If you regularly use Unsplash or Instagram, chances are you might’ve stumbled across some of Annie’s work. She shoots beautiful, natural landscapes with warm neutral tones often in and around her base in the New Forest, England. Shooting entirely on film, Annie’s work is subtle yet striking and the tones earthy. While some may wonder why a photographer with such talent puts her work up for free on Unsplash, with over 14K likes and 142 collections, Annie has made a name for herself on the platform.
To find out a little bit more about Annie’s work, we caught up with her to discuss her favorite projects and the obstacles she’s faced.
How old were you when you first took up photography?
I picked up a camera for the first time at the age of 38.
Who or what inspired you to do so?
Taking up photography wasn’t a move that I consciously made. I had a blog right at the moment when Instagram and Pinterest were becoming mainstream. Having good visual content became something that was thrust to the forefront for bloggers and people running websites – so I decided to try and learn how to take a semi-decent photograph purely for that reason. Something ‘clicked’ almost right away and I soon fell in love with photography as a hobby.
Do you have a favorite photo or project you've worked on?
I was part of a sailing expedition in Greenland a few years ago, and awoke early one morning to find my bunk-mate shaking my leg, excitedly telling me there was a polar bear swimming next to the boat. It was pretty surreal to wake up from a deep slumber dream of dancing with Benedict Cumberbatch only to clamber up on to deck wearing pajamas in sub-zero temperatures to take a photo of a polar bear so close by!
If you could give one piece of advice to your younger self, what would it be?
If you have an idea, no matter how out-there it might seem, pursue it!
What does it mean to you on being chosen as a Hasselblad Heroine?

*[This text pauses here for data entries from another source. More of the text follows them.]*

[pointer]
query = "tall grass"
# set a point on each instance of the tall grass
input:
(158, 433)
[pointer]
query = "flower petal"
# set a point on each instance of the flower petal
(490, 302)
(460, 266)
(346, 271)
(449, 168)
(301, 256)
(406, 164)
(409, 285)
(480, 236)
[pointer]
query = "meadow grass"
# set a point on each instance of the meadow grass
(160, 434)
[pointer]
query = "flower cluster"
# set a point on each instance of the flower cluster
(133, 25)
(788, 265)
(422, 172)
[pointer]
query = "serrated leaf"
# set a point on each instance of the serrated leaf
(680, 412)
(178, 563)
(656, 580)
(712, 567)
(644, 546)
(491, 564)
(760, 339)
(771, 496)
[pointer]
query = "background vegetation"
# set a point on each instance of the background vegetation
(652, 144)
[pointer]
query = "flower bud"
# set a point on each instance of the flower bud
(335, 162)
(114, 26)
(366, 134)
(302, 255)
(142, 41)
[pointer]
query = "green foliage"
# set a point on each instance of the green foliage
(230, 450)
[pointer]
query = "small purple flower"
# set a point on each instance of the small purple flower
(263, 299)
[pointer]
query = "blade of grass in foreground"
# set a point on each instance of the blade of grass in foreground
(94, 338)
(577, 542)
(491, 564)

I’m enormously proud to have been chosen to be a Hasselblad Heroine for many reasons. The program gives visibility to both female photographers and the beauty and diversity of the industry. I’m especially thrilled to be representing hobbyist photographers, those who enjoy creating for themselves for the pure love of photography with zero outside influences.

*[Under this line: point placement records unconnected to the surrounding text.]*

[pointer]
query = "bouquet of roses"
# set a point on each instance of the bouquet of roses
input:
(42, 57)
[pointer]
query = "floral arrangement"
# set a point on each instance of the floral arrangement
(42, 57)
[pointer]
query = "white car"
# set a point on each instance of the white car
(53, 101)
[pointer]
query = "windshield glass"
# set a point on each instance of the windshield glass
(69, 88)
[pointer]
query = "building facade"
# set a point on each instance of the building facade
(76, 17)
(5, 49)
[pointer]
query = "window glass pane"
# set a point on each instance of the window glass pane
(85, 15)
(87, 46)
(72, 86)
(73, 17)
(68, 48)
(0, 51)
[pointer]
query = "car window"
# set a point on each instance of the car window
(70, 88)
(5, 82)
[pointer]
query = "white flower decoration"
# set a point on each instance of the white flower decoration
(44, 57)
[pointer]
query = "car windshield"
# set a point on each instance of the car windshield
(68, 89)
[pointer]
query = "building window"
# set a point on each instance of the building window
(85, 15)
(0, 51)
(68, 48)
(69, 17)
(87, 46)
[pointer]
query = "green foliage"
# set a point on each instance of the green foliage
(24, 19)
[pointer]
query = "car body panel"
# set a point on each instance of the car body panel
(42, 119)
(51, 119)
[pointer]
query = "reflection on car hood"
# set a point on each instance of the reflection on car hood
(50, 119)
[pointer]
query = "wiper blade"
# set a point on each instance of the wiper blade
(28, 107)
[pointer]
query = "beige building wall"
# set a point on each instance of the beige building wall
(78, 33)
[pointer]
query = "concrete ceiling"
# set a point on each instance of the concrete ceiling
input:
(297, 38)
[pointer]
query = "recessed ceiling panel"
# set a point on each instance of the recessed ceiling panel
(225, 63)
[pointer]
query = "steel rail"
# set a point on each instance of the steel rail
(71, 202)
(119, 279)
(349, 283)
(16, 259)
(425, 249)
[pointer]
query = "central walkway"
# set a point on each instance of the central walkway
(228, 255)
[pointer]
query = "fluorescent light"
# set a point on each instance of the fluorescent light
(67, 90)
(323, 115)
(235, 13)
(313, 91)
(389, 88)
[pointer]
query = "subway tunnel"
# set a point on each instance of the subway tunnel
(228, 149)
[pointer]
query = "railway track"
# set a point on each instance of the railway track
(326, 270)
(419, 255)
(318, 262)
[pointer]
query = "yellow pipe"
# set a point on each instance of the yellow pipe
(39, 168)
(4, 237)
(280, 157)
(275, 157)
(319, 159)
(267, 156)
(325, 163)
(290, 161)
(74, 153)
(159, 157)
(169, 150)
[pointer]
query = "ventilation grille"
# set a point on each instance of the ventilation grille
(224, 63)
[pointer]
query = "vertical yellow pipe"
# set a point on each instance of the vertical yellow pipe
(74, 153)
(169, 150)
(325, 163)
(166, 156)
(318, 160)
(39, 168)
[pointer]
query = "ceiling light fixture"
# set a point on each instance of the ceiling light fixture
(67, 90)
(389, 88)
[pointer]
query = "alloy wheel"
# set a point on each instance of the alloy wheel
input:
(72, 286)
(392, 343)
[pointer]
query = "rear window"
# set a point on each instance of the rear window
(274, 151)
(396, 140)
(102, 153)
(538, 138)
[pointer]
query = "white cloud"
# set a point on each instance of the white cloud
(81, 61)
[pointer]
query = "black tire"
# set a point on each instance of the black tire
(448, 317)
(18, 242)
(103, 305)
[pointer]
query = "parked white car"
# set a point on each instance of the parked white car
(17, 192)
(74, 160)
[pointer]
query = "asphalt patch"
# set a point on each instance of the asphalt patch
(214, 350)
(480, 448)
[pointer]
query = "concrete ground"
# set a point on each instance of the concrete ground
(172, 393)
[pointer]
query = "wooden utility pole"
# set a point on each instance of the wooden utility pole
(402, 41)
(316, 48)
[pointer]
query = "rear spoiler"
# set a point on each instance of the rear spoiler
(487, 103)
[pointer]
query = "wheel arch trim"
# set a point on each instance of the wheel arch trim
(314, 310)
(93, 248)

It goes without saying that Hasselblad is an iconic and prestigious brand and I’m not going to lie, to think that they noticed what I am doing is a massive morale booster. As a subscriber of the Hasselblad newsletter, I initially heard about the Hasselblad Heroines program back in 2019. I remember at the time thinking how cool it was that Hasselblad was highlighting female photographers in this way, and never for a single moment thought that one day my name might appear in the program!
What has been your biggest obstacle in getting to where you are?
Judgement from a small group of professional photographers has been the only obstacle for me, and it was an emotional obstacle sadly.
Once I started sharing my photos for free and gaining more visibility, some professional older male photographers (including a couple with a very large following) were very vocal about their thoughts. They very publicly began tweeting that by sharing my images for free, I was somehow putting professionals out of business. I saw their opinions change how younger male photographers began to interact with me and I found that really hard. Self-doubt set in, I stopped using social media for a while and I put my camera down for a short while.
I suspect this type of behavior stems from when people see an industry evolve and fear change. I recall how ironic it felt that for such a creative industry, there were a section of people who were so averse to trying different creative approaches.